Maine mom lobbies D.C. in search of a cure

By  | 

WASHINGTON (Gray DC) - Tax reform could leave a federal incentive for rare drug development on life support. Jill Packard, a Hampden Maine mother of two, went to Washington to try to preserve a big benefit for rare disease drug developers.

“We’re really looking and hoping for the miracle cure,” she said.

Packard’s two sons have Hemophilia – a rare, genetic blood disorder that can turn even a small cut into a potentially life-threatening injury. Her first child has a mild form, while the second’s is severe.

“There have been some really amazing drugs that have come out that have really increased the quality of life,” she said. But her youngest still requires I.V. treatment every other day. She said she can’t wait for the day she has a good answer to his question, “mommy, when’s it going to happen, when am I not going to have to do this.”

Development of a host of rare disease treatments could be slowed by tax reform according to experts, but prices for treatments that are available are not expected to rise.

Companies that research drugs for rare diseases get a big tax break now. The idea is to make it financially worthwhile for drug companies to do research the market may not demand.

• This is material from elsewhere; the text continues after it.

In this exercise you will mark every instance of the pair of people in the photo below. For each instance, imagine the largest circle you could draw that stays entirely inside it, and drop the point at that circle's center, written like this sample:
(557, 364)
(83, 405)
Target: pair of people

The House recently voted to cut it – and the Senate is considering scaling it back.

Sen. Orrin Hatch (R-Utah) helped write the tax break into law more than 30 years ago. But in committee this week, he voted in favor of a tax package that would reduce the benefit.

In a statement, a spokesperson for the finance committee he leads wrote:

“Chairman Hatch has been a strong advocate of this initiative, which is why his tax bill does not repeal the orphan drug tax credit, but rather makes modifications to it. However, as with any major reform, tough choices have to be made. As Congress continues to debate the Senate’s tax reform plan, the chairman will work with his colleagues to make the appropriate policy decisions to help deliver a comprehensive tax overhaul that will grow the economy, boost job creation, and increase paychecks for the American people.”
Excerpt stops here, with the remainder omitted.